Hepatoblastoma in a 75-year-old man with B-viral cirrhosis. Dynamic CT precontrast (a), arterial (b), venous (c), and equilibrium (d) phase images show a heterogeneously hypervascular mass with washout and capsule appearance. Gadoxetate-enhanced MRI, precontrast (e), arterial (f), and venous (g) phase images show an encapsulated mass with arterial hyperenhancement and washout. Diffusion-weighted image (h, b = 800 s/mm2) and apparent diffusion coefficient map (i) image show a mass with diffusion restriction. j Corresponding surgical specimen

Metastatic adenocarcinoma

Metastatic carcinoma is relatively uncommon in cirrhotic liver, probably due to alteration of hemodynamics and microstructural environment in the liver [8]. When metastatic cancers are found in cirrhotic liver, they usually show rim-like APHE and can be categorized as non-HCC malignancy according to the imaging criteria of LI-RADS [37]. However, when a metastasis in cirrhotic liver demonstrates both non-rim APHE and washout appearance, it can be misdiagnosed as HCC (Fig. 6). As the current guidelines do not recommend restraining imaging diagnosis in patients with extrahepatic malignancy when they have cirrhosis, imaging diagnosis of HCC should be conducted with caution in patients with both extrahepatic malignancy and cirrhosis. According to our unpublished data, three (6.6%) out of 45 metastases arising in patients with cirrhosis or chronic hepatitis B could not be differentiated from HCC.

Fig. 6
figure 6

Metastatic adenocarcinoma from gastric cancer in a 65-year-old man with B-viral cirrhosis. Gadoxetate-enhanced MRI, precontrast (a), arterial phase (b), and venous phase (c) images show a nodular lesion in the caudate lobe of the liver, presenting with arterial phase hyperenhancement and washout appearance. T2-weighted fast spin-echo (d) and diffusion-weighted (e, b = 800 s/mm2) images show a hyperintense lesion. f Gross specimen shows the corresponding lesion

Conclusion

We have illustrated benign and malignant lesions found in histologically proven cirrhotic liver, showing imaging features compatible with HCC. Other lesions that were not addressed in this review but have been reported in cirrhotic liver by mimicking HCC include bile duct adenoma [70], inflammatory pseudotumor [71], angiomyolipoma [65], and chronic abscess [72]. The lesions we presented above may have been diagnosed clinically as HCC and would have been treated as such, if imaging criteria alone had been used for planning a locoregional treatment without histologic diagnosis. Although we only presented HCC-like tumors found in cirrhotic liver, there could have been more diverse entities showing the typical appearances of HCC, if we had included cases found in patients with chronic B-viral hepatitis or with other risk factors for HCC. Moreover, even though patients undergo locoregional treatment without histologic confirmation, they would be given a diagnosis of HCC and treated as such on further management.

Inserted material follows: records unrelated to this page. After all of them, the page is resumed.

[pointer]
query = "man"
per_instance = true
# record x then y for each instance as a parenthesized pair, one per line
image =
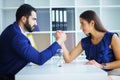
(15, 48)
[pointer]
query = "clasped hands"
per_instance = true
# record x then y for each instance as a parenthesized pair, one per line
(60, 36)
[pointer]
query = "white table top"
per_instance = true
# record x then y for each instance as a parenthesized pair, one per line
(71, 71)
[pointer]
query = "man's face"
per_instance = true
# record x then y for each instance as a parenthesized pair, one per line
(31, 22)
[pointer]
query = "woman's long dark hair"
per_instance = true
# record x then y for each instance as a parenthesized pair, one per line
(91, 15)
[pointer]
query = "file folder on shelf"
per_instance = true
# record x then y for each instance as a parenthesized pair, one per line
(59, 19)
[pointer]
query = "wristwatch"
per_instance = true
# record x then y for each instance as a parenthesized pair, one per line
(104, 65)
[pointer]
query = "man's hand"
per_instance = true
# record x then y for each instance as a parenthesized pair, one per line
(60, 36)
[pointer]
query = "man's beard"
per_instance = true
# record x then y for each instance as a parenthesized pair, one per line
(28, 27)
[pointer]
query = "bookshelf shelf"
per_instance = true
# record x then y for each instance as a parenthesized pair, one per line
(108, 11)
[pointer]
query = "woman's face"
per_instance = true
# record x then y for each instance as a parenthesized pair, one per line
(85, 26)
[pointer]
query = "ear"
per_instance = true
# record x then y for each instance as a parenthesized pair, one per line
(23, 19)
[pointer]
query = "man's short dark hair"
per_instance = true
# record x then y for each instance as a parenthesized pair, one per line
(24, 10)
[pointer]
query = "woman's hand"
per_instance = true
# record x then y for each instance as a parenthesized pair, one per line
(93, 62)
(60, 36)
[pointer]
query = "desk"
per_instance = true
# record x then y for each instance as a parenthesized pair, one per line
(71, 71)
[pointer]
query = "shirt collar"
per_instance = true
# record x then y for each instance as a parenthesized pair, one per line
(24, 33)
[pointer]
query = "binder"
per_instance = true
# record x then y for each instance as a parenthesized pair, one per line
(65, 19)
(53, 20)
(61, 20)
(57, 20)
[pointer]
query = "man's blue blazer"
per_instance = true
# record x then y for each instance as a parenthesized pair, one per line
(16, 51)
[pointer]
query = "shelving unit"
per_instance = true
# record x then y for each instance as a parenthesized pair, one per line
(108, 11)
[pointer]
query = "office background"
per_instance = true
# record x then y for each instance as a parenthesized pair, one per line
(49, 18)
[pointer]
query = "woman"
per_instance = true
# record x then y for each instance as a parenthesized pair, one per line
(102, 48)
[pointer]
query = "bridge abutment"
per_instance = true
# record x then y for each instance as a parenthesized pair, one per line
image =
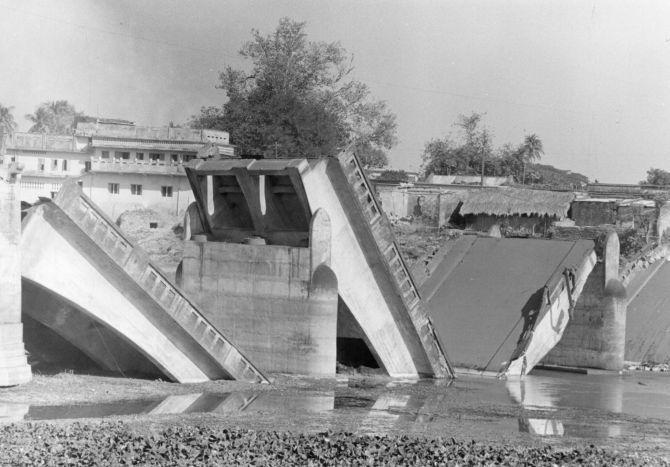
(595, 335)
(14, 368)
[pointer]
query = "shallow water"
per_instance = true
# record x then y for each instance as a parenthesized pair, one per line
(535, 405)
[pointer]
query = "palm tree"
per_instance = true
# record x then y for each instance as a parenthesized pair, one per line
(7, 123)
(531, 150)
(53, 117)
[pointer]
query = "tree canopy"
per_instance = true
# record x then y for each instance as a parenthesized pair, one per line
(471, 151)
(656, 177)
(296, 100)
(56, 117)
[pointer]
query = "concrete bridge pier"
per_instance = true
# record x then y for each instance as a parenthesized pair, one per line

Therefore, we suggest that lesions that were diagnosed as HCC on imaging alone should be referred to with a different term, such as HCCi, meaning “HCC diagnosed based on imaging but not pathologic examinations.” In contrast, HCCs that were diagnosed as HCCs based on pathology may be designated as HCCp when they need to be distinguished from HCCi. Distinction of HCCi and HCCp would be relevant because histologic evaluation is important not only for the correct diagnosis of HCC but also for the identification of distinct subtype for estimation of prognosis and planning targeted therapy [73]. By using different terms (HCCi or HCCp) for the different HCCs diagnosed histologically or by imaging, it will be possible to evaluate the potential differences in prognosis between HCCi and HCCp after a certain treatment, especially locoregional treatment in which histological diagnosis is not typically obtained.

In conclusion, some benign and non-HCC malignant lesions can be diagnosed as HCC by satisfying imaging criteria. We propose distinguishing HCCs diagnosed based on imaging from those diagnosed by histologic examination using terms such as HCCi and HCCp.